When you’re working with homogeneous coordinates, you’re really working in a projective rather than a Euclidean space, but it’s convenient to pretend that you’re working in the next-higher dimension Euclidean space instead. You can identify lines through the origin in this space with points in the original projective space, creating an isomorphism between the two. More importantly for the present purpose, affine transformations of the real projective plane correspond to linear transformations of $\mathbb R^3$, which allows you to represent them as matrices. In particular, the affine transformation $A_{2\times2}\mathbf p+\mathbf t$ is represented by the matrix $$M = \left[\begin{array}{c|c}A_{2\times2}&\mathbf t\\ \hline \mathbf 0^T&1\end{array}\right].$$ (If the first two columns have non-zero elements at the bottom, this matrix represents a projective transformation of the plane instead.) This is a homogeneous matrix: it can be scaled by any non-zero amount without changing the transformation it represents because we can scale the homogeneous coordinates of a point in the same way.
Recall from linear algebra that the columns of a transformation matrix are the images of the basis vectors.
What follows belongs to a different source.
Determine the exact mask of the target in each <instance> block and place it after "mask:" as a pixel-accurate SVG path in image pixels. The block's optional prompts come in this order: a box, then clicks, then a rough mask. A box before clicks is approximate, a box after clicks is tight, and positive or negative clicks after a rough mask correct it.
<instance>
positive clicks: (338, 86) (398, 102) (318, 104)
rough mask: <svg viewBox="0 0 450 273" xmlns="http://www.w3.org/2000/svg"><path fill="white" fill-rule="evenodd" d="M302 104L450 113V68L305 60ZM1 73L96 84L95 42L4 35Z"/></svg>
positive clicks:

Thus, the columns of $A_{2\times2}$ are the images of the standard basis vectors in the plane. You can determine these by comparing horizontal and vertical line segments in the original image with their counterparts in the transformed image. Once you have those, all you need is the translation $\mathbf t$. An easy way to find this is to apply $A_{2\times2}$ to some vertex in the original image and compare the result to the corresponding vertex in the final image. In this case, the original image includes the coordinate origin, so you can compute the translation directly, without applying the linear part of the transformation.
Alternatively, you can apply brute force to compute $M$: Pick three noncolinear points $\mathbf p_1$, $\mathbf p_2$ and $\mathbf p_3$ in the original image and find their counterparts $\mathbf q_1$, $\mathbf q_2$ and $\mathbf q_3$ in the transformed image. Using their homogeneous coordinates, $$M = \begin{bmatrix}\mathbf q_1 & \mathbf q_2 & \mathbf q_3\end{bmatrix}\begin{bmatrix}\mathbf p_1 & \mathbf p_2 & \mathbf p_3\end{bmatrix}^{-1}.$$ Since the $\mathbf p$’s are noncolinear, their homogeneous coordinate vectors will be linearly independent, so the matrix on the right is invertible.